Posted by Jay Kamlet on Oct 21, 2015
Deciding whether partnership is right for your solo law practice
When you’re building a law firm, should you have a partner? The answer isn’t cut-and-dried for everyone. Allowing someone else on the inside requires understanding the good and bad of the process.
Here are some things to consider before entering into a partnership:
- Shared expenses. You and your partner carry the costs of starting and running your practice together.
- Combined strengths and skills. Your partner’s strengths can offset your weaknesses and vice versa.
- Greater reach. Two people can build a network and referrals faster than one alone.
- Support and collaboration. As you build your business, you have an ally and a confidante to rely on.
- Financial disagreements. Discuss finances early and often, as they are a key source of animosity between partners.
- Personality conflicts. Even if you enter into business with a close friend, you can run into conflicts over work styles, bad habits and more.
- Different goals. If you enter into a partnership, it is important to discuss your shared goals for the law firm. Do you agree on the type of clients you plan to take on, how to market the firm, where to locate and more?

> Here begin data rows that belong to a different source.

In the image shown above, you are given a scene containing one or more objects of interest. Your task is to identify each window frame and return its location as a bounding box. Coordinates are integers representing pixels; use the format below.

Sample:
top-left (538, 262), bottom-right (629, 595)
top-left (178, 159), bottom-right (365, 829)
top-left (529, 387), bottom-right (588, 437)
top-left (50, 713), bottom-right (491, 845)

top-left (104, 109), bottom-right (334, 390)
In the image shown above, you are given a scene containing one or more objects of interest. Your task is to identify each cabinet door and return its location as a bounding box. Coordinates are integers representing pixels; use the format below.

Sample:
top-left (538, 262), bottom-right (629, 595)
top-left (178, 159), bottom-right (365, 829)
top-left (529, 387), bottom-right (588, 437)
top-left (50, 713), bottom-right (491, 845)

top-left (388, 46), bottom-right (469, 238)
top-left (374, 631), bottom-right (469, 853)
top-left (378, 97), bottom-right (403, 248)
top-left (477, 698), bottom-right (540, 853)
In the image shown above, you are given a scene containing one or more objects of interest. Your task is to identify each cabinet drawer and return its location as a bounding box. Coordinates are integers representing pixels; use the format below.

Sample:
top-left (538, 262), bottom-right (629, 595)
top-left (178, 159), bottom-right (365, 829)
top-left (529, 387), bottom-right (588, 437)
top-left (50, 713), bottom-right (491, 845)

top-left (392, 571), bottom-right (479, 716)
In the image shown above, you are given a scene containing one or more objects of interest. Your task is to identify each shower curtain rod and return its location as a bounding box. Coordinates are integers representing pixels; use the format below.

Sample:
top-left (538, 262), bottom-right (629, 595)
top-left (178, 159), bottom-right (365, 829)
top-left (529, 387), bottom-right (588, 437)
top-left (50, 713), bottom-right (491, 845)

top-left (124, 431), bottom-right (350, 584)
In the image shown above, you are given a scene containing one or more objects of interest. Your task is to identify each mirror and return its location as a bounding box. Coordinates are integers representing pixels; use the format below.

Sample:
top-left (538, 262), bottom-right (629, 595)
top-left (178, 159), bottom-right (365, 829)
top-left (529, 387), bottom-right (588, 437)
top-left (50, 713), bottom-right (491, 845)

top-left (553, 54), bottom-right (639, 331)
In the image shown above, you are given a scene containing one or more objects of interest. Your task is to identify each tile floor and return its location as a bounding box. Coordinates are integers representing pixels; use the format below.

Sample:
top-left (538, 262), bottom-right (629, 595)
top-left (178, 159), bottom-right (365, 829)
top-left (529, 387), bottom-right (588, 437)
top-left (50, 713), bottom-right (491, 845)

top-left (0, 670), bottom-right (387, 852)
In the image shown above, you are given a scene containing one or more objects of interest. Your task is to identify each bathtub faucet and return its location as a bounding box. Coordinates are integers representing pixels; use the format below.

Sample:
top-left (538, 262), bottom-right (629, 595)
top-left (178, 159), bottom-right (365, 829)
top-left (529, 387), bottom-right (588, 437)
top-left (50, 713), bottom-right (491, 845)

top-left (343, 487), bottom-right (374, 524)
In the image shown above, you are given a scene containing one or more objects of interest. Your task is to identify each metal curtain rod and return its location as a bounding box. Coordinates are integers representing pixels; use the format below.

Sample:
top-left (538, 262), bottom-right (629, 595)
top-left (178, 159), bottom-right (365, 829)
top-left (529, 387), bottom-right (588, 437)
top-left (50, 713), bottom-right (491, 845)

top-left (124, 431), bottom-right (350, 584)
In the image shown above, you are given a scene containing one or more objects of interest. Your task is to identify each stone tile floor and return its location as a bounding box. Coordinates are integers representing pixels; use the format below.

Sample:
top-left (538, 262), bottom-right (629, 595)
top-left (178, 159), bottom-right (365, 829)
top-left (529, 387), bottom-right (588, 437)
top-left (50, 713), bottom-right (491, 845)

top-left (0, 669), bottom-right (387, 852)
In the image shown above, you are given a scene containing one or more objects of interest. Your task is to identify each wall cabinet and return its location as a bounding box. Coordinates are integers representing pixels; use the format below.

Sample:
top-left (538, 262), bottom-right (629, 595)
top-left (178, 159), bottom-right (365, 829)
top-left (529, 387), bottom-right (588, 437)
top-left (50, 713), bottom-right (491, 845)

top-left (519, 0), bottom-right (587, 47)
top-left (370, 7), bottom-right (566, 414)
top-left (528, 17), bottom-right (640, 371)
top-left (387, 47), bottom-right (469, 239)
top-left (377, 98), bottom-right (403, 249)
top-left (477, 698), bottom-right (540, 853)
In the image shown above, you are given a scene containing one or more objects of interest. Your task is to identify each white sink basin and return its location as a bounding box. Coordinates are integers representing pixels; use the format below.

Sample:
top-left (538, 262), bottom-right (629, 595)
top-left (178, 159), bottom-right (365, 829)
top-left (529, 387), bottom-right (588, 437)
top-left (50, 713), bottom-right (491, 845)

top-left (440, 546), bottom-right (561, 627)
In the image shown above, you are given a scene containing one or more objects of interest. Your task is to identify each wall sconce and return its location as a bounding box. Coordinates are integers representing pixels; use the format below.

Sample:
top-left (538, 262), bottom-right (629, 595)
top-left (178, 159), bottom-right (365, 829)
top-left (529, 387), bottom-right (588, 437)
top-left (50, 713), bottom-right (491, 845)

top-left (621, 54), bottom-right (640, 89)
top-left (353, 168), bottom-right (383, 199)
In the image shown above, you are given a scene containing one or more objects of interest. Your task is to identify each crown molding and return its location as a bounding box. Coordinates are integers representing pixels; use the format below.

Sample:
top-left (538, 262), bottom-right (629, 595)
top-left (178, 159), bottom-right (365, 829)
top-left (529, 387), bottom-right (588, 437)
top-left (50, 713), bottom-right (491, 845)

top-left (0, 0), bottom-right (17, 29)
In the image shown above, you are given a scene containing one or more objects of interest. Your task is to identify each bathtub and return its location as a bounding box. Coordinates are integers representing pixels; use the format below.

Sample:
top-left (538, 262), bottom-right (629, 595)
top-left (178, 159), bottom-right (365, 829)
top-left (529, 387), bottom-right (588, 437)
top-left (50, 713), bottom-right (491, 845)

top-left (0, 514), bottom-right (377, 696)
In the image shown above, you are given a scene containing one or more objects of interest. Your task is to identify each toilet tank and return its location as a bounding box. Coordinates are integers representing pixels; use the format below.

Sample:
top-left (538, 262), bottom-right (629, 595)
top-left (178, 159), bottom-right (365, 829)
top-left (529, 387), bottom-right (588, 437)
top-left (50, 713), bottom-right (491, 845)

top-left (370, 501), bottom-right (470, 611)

As you weigh the pros and cons of entering into business with a law partner, there is another alternative to consider: Building your independent law practice in a community of fellow lawyers. In Denver, LawBank offers just that environment. Our shared office and co-working spaces allow independent lawyers to collaborate and support each other without the formality of a partnership agreement.
Bottom line, whether or not you choose to work with a partner depends upon your preferences. Examine yourself thoroughly, be honest and remain steadfast and confident in your assessment.